Изменить размер шрифта - +

— Должно быть, де Валуа. Поднимайся наверх. Извини за беспорядок, дом начали разбирать.

— Да? Почему?

— Собираются сносить.

— Кажется, тут уже половину домов снесли. Шел к тебе, и такое ощущение, будто тут мир кончается. Сокола видел.

— Сокола?

— Да, пустельгу.

— Символ Святого Духа.

— Твоего приятеля.

— В Лондоне иногда видят соколов. Присаживайся, я жду человека, но…

— В любом случае я не надолго, хочу успеть на обратный поезд. Приехал, чтобы купить машину, но получу ее только в четверг.

— Какую купил?

— «Вольво».

— Красивые машины.

— А у тебя есть?

— Машина? Нет, конечно.

— Понимаю. Никакого имущества. Счастливчик ты.

Расположившись — Катон на кровати, Генри на стуле, — они смотрели друг на друга. Они были друзьями в школе, потом, менее близкими, в студенческую пору, хотя учились в разных университетах, и Катон был немного младше Генри. После отъезда Генри они какое-то время переписывались, но недолго. Обстоятельства сделали из очень замкнутых мальчишек союзников — против общих врагов: отцов и Сэнди. Союзников безупречных, ни один не стремился к лидерству. Их крепко связывало детство, а не какое-то особое сходство характеров или единство взглядов. Они не слишком искали общества друг друга, но, встречаясь, радовались, живо интересовались делами и прочим.

— Я был очень огорчен, узнав о Сэнди, — сказал Катон, — Написал твоей матери. Это ужасно.

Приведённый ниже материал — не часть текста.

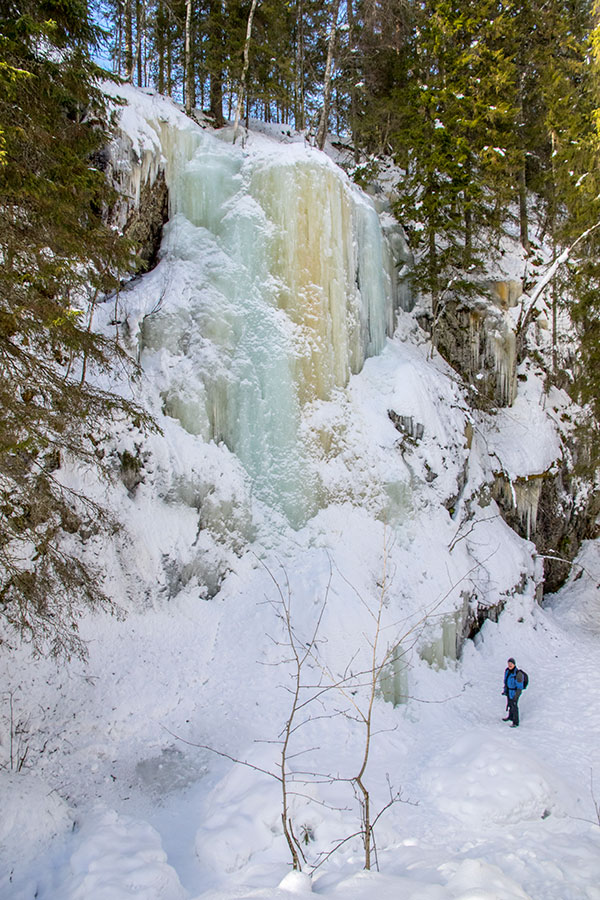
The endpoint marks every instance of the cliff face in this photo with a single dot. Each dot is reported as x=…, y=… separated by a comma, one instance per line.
x=545, y=501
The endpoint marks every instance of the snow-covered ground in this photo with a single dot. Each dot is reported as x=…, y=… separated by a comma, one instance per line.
x=119, y=776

— Да, ужасно, — кивнул Генри, оглядывая комнату, — Значит, съезжаешь отсюда. Мне нравится, что ты стал священником. Как к этому относится твой отец?

— Он в ярости.

— И куда ты пойдешь?

— Не знаю.

— Что это за место? Твой француз назвал его Миссией. Обращаете в свою веру?

— Не сказал бы! Просто занимаемся социальной работой.

— Не попробуешь обратить меня?

— Такого циника, как ты?

— Значит, помогаешь людям? Это хорошо. Знаешь, в какой-то степени я завидую тебе.

— А ты чем собираешься заняться? Станешь помещиком, похоронишь себя в деревне?

— Нечего насмехаться.

— Я не насмехаюсь. Почему бы не заняться поместьем, оно требует хозяйской руки. Что ты поделывал все эти годы? Я даже не знаю, куда ты отправился после Стэнфорда.

— Да в захолустье на Среднем Западе. Преподавал безмозглым американским недорослям историю искусства.

— Еще не женился, Генри?

— Нет. Жил a trois с американской женатой парой. Я тебя шокирую? Полагаю, священников ничто не способно шокировать. Знаешь, не могу видеть тебя в этом черном балахоне. Я думал, ваш брат ходит в приличном костюме.

— Большинство так и делает. Я оригинал. Написал какие-нибудь книги?

— Книги? С чем это едят? Ладно, пишу одну. О художнике по имени Макс Бекман. Ты о таком и не слыхивал, это в порядке вещей. Название будет «Вопль или зевота», есть такой ранний рисунок… это знать не обязательно. Так, значит, ты священник.

— Ты никогда не увлекался живописью.

— Я изменился. Это все Америка. Тебе не кажется, что я стал говорить с акцентом?

— С американским? Ну, если только с легким…

— Мать так сказала… Она ответила на твое письмо?

— Нет, но Люций ответил.

— Люций. Господи! Не обращай внимания. Вообще-то я ненавижу живопись, всех великих старых мастеров — это такая самонадеянность, такое довольство собой; работы Бекмана покончили с этим, зевота превратилась в вопль.